Тут беда ещё в том, что он и она всю ночь вдвоём в грехе, на грани отчаяния, истерики и потопившего их чувства. А опыт общения с женщинами у меня слишком мизерный, мало я интимно общался с ними в силу своей застенчивости, миру не заметной. И вот отсутствие такого опыта почувствовалось, когда я писал, не из чего было выбирать и отбирать, а придумывать в этих делах ничего нельзя и невозможно. Ну что ж, почитаю старых грешников – Бунина, Цвейга, Толстого – поучусь ещё у них, авось помогут старику, как помогали уж сотням, если не тысячам таких, как я.
1967 г.
…Когда то Джона Стейнбека спросили: имеет ли он какие-либо отношения с телевидением? И этот проклинаемый нами писатель, которого я, несмотря на поношения «Лит. газеты», до сих пор обожаю, ответил перед самой смертью с буржуйской прямотой: «Ну должен же человек иметь хоть одно достоинство! Моё заключается в том, что я не имею никаких дел с телевидением…»

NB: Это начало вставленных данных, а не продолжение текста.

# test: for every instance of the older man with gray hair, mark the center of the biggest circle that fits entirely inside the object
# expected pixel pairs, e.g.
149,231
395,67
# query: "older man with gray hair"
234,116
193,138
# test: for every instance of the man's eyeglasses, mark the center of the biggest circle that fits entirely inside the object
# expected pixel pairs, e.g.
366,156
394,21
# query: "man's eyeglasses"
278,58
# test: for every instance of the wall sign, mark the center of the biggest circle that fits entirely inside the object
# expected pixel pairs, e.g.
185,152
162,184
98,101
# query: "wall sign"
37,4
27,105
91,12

Ставили у меня в каком то году «Дикий лук» на Центральном телевидении. Соседи сошлись, расселись. Ребята на полу разместились. Сосед мой в Перми в 28 лет доктором философии был. Глядел я, глядел кинопродукцию по своим «мотивам» и подумал: возьмёт сейчас сосед мой кирпич да как шандарахнет мне по башке за такое кино и отвечать не будет, ибо за такое говно убивать мало.
1968 г.
..Я начал гвоздить подборку лирических рассказов, давно задуманную, выношенную, но из-за того, что я расклеился и вышел из рабочей колеи, до сих пор не написанную. Тут уж очень упорно начали поносить лирическую прозу, и некоторые готовы стали утверждать, что был бы смысл, а все остальное ерунда, а прозаики, преимущественно полковники и подполковники в отставке, все жмут на героизацию, в открытую, с трибун съезда, проповедуя мужество, потому что они главной книгой в жизни почитают «Устав полевой службы», а из нее пункты такие, как: «Действия старшего начальника обсуждению не подлежат», «Смирно!», «Кругом!», «Прекратите разговоры!».
Кто такой Ницше и почему его фашисты в боги взяли, наши подполковники в литературе понять не умеют. Не хватает ихого ума на это. А уж говорить им о том, что склонность русских писателей к лирической прозе, а русских читателей – к пониманию таковой есть национальная особенность, особенность народа, который нескладных песен не пел, имеет почти весь фольклор ладный и складный, да и сама природа с ее зримыми сменами времен года, все ее травушки муравушки, цветочки цветики, листики листочки, то расцветание, то умирание на глазах русского человека делают его душу мягкосердной, протяжно жалостливой. И недаром исконно русские поэты, выходцы из народа, отличались таким стихотворным ладом, такой душевностью, что народ наш пел и принимал их без подписки, принимал, как себя самого. И не знает до се наш простой люд таких поэтов, как Маяковский и ему подобные, хотя они и со «смыслом», а вот Есенина знает.